Setting a column as index in Pandas - Time & Space Complexity
When we set a column as the index in pandas, we change how data is organized internally.
We want to know how the time it takes grows as the data gets bigger.
Analyze the time complexity of the following code snippet.
import pandas as pd
n = 10 # Example value for n
df = pd.DataFrame({
'A': range(n),
'B': range(n, 0, -1),
'C': ['x'] * n
})
# Set column 'A' as index
indexed_df = df.set_index('A')
This code creates a DataFrame with n rows and then sets column 'A' as the index.
- Primary operation: pandas goes through each row to assign the new index values.
- How many times: Once for each of the n rows in the DataFrame.
As the number of rows increases, the work to set the index grows in a straight line.

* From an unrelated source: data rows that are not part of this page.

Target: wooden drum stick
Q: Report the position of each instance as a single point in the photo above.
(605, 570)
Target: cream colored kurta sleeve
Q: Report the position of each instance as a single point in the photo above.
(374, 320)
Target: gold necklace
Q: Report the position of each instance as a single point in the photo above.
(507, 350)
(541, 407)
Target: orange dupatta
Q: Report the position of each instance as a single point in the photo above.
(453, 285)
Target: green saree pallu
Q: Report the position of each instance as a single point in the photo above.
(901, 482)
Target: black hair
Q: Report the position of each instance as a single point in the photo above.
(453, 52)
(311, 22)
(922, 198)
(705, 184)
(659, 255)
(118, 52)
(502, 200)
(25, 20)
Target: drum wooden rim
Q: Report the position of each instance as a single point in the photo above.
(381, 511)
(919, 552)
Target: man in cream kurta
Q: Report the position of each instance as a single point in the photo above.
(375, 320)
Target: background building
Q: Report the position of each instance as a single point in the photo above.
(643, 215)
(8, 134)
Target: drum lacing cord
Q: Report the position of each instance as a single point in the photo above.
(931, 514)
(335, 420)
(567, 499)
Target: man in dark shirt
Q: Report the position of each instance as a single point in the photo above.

| Input Size (n) | Approx. Operations |
|---|---|
| 10 | About 10 operations |
| 100 | About 100 operations |
| 1000 | About 1000 operations |
Pattern observation: Doubling the rows roughly doubles the work needed.
Time Complexity: O(n)
This means the time to set the index grows directly with the number of rows.
[X] Wrong: "Setting a column as index is instant no matter how big the data is."
[OK] Correct: pandas must look at each row to assign the index, so bigger data takes more time.
Understanding how data operations scale helps you explain your code choices clearly and confidently.
"What if we set multiple columns as a multi-index? How would the time complexity change?"